Integrating Oracle Database with Debezium and Kafka Connect for CDC (Change Data Capture)
Introduction:
Change Data Capture (CDC) is a pivotal component in modern data architectures, enabling real-time data synchronization and analysis across different systems. Oracle Database, being a cornerstone of many enterprises, often requires seamless integration with CDC solutions. In this article, we will delve into the integration of Oracle Database with Debezium and Kafka Connect, two popular open-source tools that facilitate CDC.
Why do Debezium and Kafka connect?
Debezium and Kafka Connect offer a robust and scalable solution for the CDC. Debezium captures row-level changes in databases and streams them to Apache Kafka topics, while Kafka Connect provides connectors to easily integrate data sources and sinks with Kafka. This combination allows for real-time data propagation and enables various downstream applications such as analytics, monitoring, and data warehousing.
Prerequisites:
Before proceeding, ensure you have Docker installed on your system
- Oracle Database installed and configured.
- Apache Kafka and Apache ZooKeeper installed and configured.
- Debezium and Kafka Connect installed and configured.
- Appropriate permissions and access to Oracle Database and Kafka infrastructure.
Github Repo Link:
https://github.com/royalihasan/dockerized-setup-kafka-connect-oracle-debezium-stack/tree/master
How to set up Oracle in Docker
Firstly, we need to make an account on the Oracle website.
Oracle Container Registry Explore more:
Step 1:Login to the Oracle Container Registry:
Run the following command to log in to the Oracle Container Registry. You will be prompted to enter your Oracle Cloud credentials (username and password):
docker login container-registry.oracle.com
Step 2:Pull the Oracle Image:
docker pull container-registry.oracle.com/database/enterprise:latest
Docker Compose File
version: '3.8'
services:
zookeeper:
image: confluentinc/cp-zookeeper:latest
container_name: zookeeper
environment:
ZOOKEEPER_CLIENT_PORT: 2181
ZOOKEEPER_TICK_TIME: 2000
kafka:
image: confluentinc/cp-kafka:latest
container_name: kafka
depends_on:
- zookeeper
ports:
- 9092:9092
environment:
KAFKA_ZOOKEEPER_CONNECT: "zookeeper:2181"

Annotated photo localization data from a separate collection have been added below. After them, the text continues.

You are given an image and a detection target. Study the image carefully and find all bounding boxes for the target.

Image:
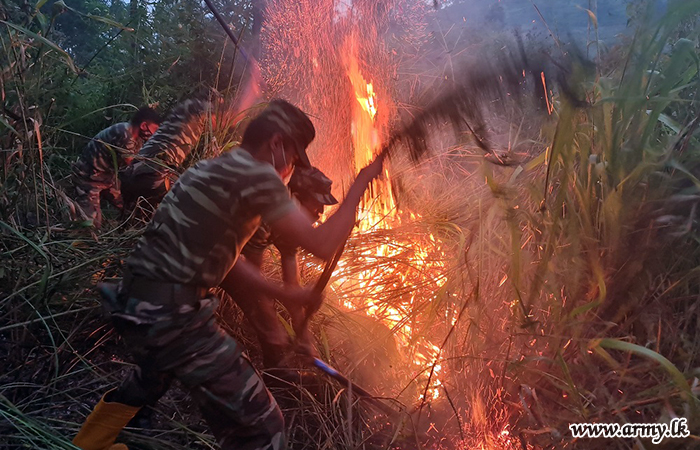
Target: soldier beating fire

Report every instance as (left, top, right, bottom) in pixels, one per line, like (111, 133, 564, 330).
(73, 86, 337, 391)
(117, 90, 337, 375)
(119, 165, 340, 430)
(72, 99, 386, 450)
(233, 165, 338, 369)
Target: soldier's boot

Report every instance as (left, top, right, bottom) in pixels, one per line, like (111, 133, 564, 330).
(73, 176, 105, 229)
(126, 405, 155, 429)
(73, 389, 140, 450)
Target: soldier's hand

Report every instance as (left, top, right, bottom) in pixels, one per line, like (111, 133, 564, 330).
(280, 287, 321, 359)
(359, 152, 386, 182)
(295, 338, 320, 359)
(281, 286, 322, 310)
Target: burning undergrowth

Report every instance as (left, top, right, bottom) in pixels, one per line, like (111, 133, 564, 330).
(257, 1, 700, 449)
(3, 1, 700, 449)
(258, 0, 562, 447)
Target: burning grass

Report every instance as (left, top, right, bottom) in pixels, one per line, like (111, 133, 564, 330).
(4, 1, 700, 450)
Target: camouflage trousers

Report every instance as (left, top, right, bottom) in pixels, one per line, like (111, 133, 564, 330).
(107, 277, 286, 450)
(72, 173, 122, 229)
(119, 160, 171, 218)
(220, 276, 291, 369)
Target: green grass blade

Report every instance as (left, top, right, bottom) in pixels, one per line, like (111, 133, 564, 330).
(1, 20, 77, 74)
(595, 338, 699, 410)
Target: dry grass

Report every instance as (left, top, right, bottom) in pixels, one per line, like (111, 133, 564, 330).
(4, 2, 700, 450)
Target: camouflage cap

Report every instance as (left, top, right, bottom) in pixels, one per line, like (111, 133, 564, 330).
(256, 99, 315, 168)
(288, 166, 338, 205)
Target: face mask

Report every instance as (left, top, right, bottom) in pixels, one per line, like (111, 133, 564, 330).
(271, 142, 285, 168)
(281, 145, 293, 183)
(271, 142, 293, 184)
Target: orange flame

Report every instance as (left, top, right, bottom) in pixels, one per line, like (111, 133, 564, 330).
(335, 34, 446, 401)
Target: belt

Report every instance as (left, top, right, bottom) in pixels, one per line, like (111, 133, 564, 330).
(121, 271, 209, 303)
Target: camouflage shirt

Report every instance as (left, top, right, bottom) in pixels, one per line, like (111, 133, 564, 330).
(73, 122, 142, 183)
(243, 222, 297, 259)
(126, 147, 295, 288)
(138, 99, 213, 168)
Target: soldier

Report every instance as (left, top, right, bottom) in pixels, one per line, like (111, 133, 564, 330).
(72, 108, 161, 229)
(72, 99, 385, 450)
(119, 90, 223, 216)
(119, 166, 338, 431)
(231, 166, 339, 371)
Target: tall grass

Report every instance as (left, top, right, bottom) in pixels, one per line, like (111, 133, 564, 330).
(0, 4, 260, 449)
(306, 3, 700, 449)
(463, 2, 700, 447)
(3, 2, 700, 450)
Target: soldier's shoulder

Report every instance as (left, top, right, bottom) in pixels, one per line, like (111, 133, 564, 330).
(94, 122, 132, 143)
(170, 98, 210, 119)
(220, 148, 281, 181)
(98, 121, 130, 135)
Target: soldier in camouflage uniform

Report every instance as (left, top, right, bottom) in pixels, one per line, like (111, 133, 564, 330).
(100, 167, 338, 431)
(72, 108, 161, 229)
(233, 166, 338, 370)
(120, 90, 223, 215)
(73, 99, 385, 450)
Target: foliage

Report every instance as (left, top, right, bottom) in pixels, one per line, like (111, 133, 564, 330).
(469, 1, 700, 446)
(1, 0, 256, 228)
(2, 0, 700, 449)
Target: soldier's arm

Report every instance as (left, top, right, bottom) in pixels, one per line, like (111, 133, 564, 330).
(270, 154, 385, 260)
(221, 255, 317, 305)
(243, 248, 264, 269)
(279, 251, 300, 286)
(272, 233, 300, 285)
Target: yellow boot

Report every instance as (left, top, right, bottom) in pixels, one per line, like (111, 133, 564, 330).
(73, 390, 140, 450)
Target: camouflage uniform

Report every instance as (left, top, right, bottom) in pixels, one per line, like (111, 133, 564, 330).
(120, 98, 216, 214)
(234, 224, 298, 368)
(243, 166, 337, 262)
(108, 147, 295, 450)
(72, 122, 143, 228)
(236, 167, 338, 368)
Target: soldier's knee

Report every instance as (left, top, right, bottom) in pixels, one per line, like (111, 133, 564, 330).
(267, 402, 285, 433)
(255, 403, 285, 450)
(266, 408, 286, 450)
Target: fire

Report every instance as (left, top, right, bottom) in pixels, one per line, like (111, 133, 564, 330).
(332, 34, 447, 401)
(356, 82, 377, 119)
(262, 0, 522, 446)
(344, 36, 393, 230)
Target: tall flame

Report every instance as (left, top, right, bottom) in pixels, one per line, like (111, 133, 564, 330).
(337, 34, 445, 401)
(345, 36, 396, 231)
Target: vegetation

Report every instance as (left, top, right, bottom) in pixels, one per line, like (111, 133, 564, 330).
(2, 0, 700, 449)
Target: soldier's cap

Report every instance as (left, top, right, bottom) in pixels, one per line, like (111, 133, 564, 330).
(257, 99, 315, 168)
(289, 166, 338, 205)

KAFKA_ADVERTISED_LISTENERS: PLAINTEXT://kafka:9092
KAFKA_BROKER_ID: 1
KAFKA_AUTO_CREATE_TOPICS_ENABLE: "true"
KAFKA_OFFSETS_TOPIC_REPLICATION_FACTOR: 1
KAFKA_TRANSACTION_STATE_LOG_MIN_ISR: 1
KAFKA_TRANSACTION_STATE_LOG_REPLICATION_FACTOR: 1
KAFKA_GROUP_INITIAL_REBALANCE_DELAY_MS: 100
schema-registry:
image: confluentinc/cp-schema-registry:5.5.3
container_name: schema-registry
ports:
- 8081:8081
depends_on:
- zookeeper
- kafka
environment:
SCHEMA_REGISTRY_HOST_NAME: schema-registry
SCHEMA_REGISTRY_KAFKASTORE_CONNECTION_URL: zookeeper:2181
debezium:
image: debezium/connect:1.9
container_name: connect
environment:
BOOTSTRAP_SERVERS: kafka:9092
GROUP_ID: 1
CONFIG_STORAGE_TOPIC: connect_configs
OFFSET_STORAGE_TOPIC: connect_offsets
CONNECT_CONFIG_STORAGE_REPLICATION_FACTOR: "1"
CONNECT_OFFSET_STORAGE_REPLICATION_FACTOR: "1"
CONNECT_STATUS_STORAGE_REPLICATION_FACTOR: "1"
KEY_CONVERTER: io.confluent.connect.avro.AvroConverter
VALUE_CONVERTER: io.confluent.connect.avro.AvroConverter
CONNECT_KEY_CONVERTER_SCHEMA_REGISTRY_URL: http://schema-registry:8081
CONNECT_VALUE_CONVERTER_SCHEMA_REGISTRY_URL: http://schema-registry:8081
LD_LIBRARY_PATH: '/kafka/external_libs/instantclient_19_6/'
depends_on: [ kafka , zookeeper,schema-registry ]
ports:
- 8083:8083
# Source DB's
oracle:
image: container-registry.oracle.com/database/enterprise:latest # 21C
container_name: oracle
environment:
- ORACLE_PWD=top_secret
ports:
- 1521:1521
# Sinks DB's
postgres:
# *-----------------------------*
# To connect to the DB:
# docker exec -it postgres bash -c 'psql -U $POSTGRES_USER $POSTGRES_DB'
# *-----------------------------*
image: postgres:latest
container_name: postgres
environment:
- POSTGRES_USER=postgres
- POSTGRES_PASSWORD=postgres
ports:
- 5432:5432
1. Prepare a Database for the CDC
Step 1: Create a recovery area folder
Now you need to access the Oracle bash shell
docker exec -it oracle bash -c 'sleep 1;
Create a recovery_area Directory
cd /opt/oracle/oradata
mkdir -p recovery_area
Step2: Setup the Logminer
Run the following script from the Oracle Docker container.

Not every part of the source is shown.